The At the Heart of Change: Surrealism and Anti-Fascism exhibition at the Polish capital's Museum of Modern Art brings together works by artists such as Pablo Picasso, Max Ernst, Joan Miró, Toyen, Leonora Carrington, Dora Maar, René Magritte and Remedios Varo.
The show is an expanded version of an exhibition held at Lenbachhaus in Munich, Germany from October 15, 2024, to March 30, 2025, under the title But Live Here? No Thanks. Surrealism + Anti-Fascism.
It was put together in cooperation with Lenbachhaus and the Museum of Art in Łódź, central Poland.
For the Warsaw show, curators Dorota Jarecka and Magda Lipska broadened the exhibition with research into Polish and East European surrealism.
Paweł Polit, a curator at the Museum of Art in Łódź, authored a chapter on the collection of the a.r. group, a Polish avant-garde group that gathered works from leading surrealists for the Łódź museum, founded in 1931.
The exhibition challenges the familiar view of surrealism as an art movement centered on dreams, imagination and the unconscious.
Its curators present it as a global movement that used art and literature to argue for political and social betterment.
"'Transform the world,' said Marx; 'change life,' said Rimbaud: for us these two aims are one," surrealist founder André Breton declared in 1935, in a statement quoted in the exhibition materials.
Lipska said the show presents surrealism as "an international movement, and above all a political movement," made up of artists who opposed fascism in Europe and the European colonial project.
Jarecka said many surrealists took consciously anti-fascist positions and that their views were often shaped by anti-colonial politics. She said this can be seen both in their manifestos and in works by international surrealist artists.

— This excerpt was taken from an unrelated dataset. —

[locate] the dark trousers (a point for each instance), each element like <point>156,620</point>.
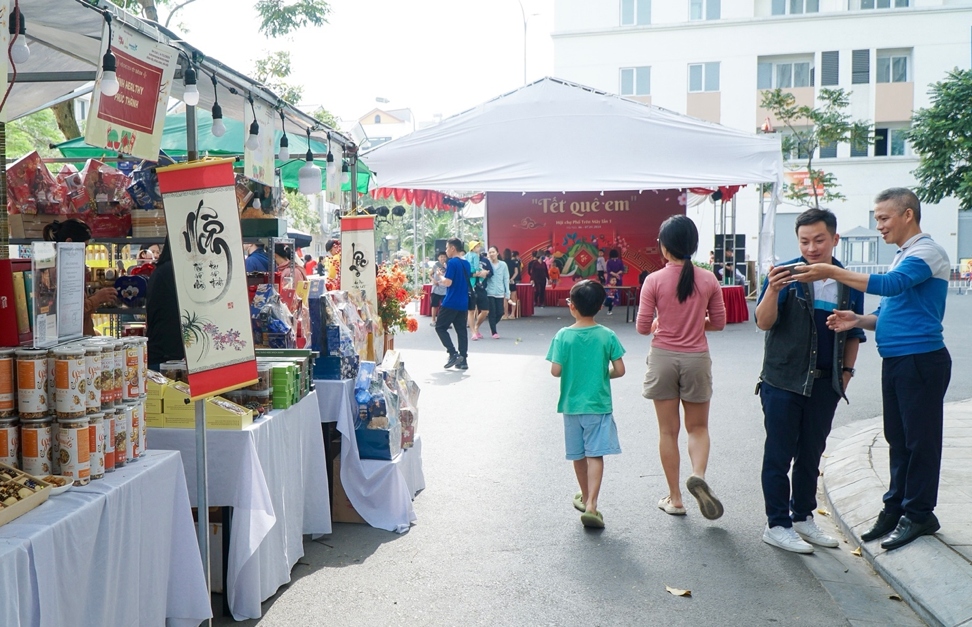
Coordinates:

From the 1920s onward, surrealists opposed European colonialism, organized against fascists, fought in the Spanish Civil War and joined resistance movements during World War II.
Some were branded "degenerate" by the Nazis, interned, persecuted, forced to flee Europe or killed in war and concentration camps.
Their resistance was carried out through many disciplines of art, including poetry, painting, photography, collage and exhibitions, and their aim was to expose the contradictions of a Western civilization that presented itself as rational while producing war, oppression and empire.
Lipska said it is the first major exhibition in Poland to bring together works by various surrealist artists, including Picasso, Carrington, Ernst and Varo.
The exhibition also includes less widely recognized figures, among them Kurt Seligmann, Wolfgang Paalen, Eileen Agar and Stanley William Hayter.
The show also features artists active in the former Czechoslovakia before, during and after World War II, including Jindřich Heisler, Jindřich Štyrský, Toyen, Alois Wachsman, Emil Filla, Václav Tikal and Mikuláš Medek.
The exhibition is arranged in 12 chapters and follows geography rather than strict chronology. It begins in Paris around 1930, moves to Prague in the 1930s and 1940s, and then takes in London, Cairo, Berlin, Marseille, New York and other centers of surrealist activity.
One chapter focuses on artists who fled Germany under Adolf Hitler, while another, titled "Restless World," looks at postwar Europe, especially Central and Eastern Europe.
The show also includes Polish-born artists who worked in Paris before the war and later dispersed across the world, including Franciszka and Stefan Themerson and Teresa Żarnower.
Another section looks at the Algerian war of independence, which became an important reference point for surrealist art in the 1960s.
The exhibition presents surrealism as its members understood it: a movement demanding absolute freedom and seeking to extend it into every area of society.
At the Heart of Change: Surrealism and Anti-Fascism runs at the Museum of Modern Art in Warsaw until January 10.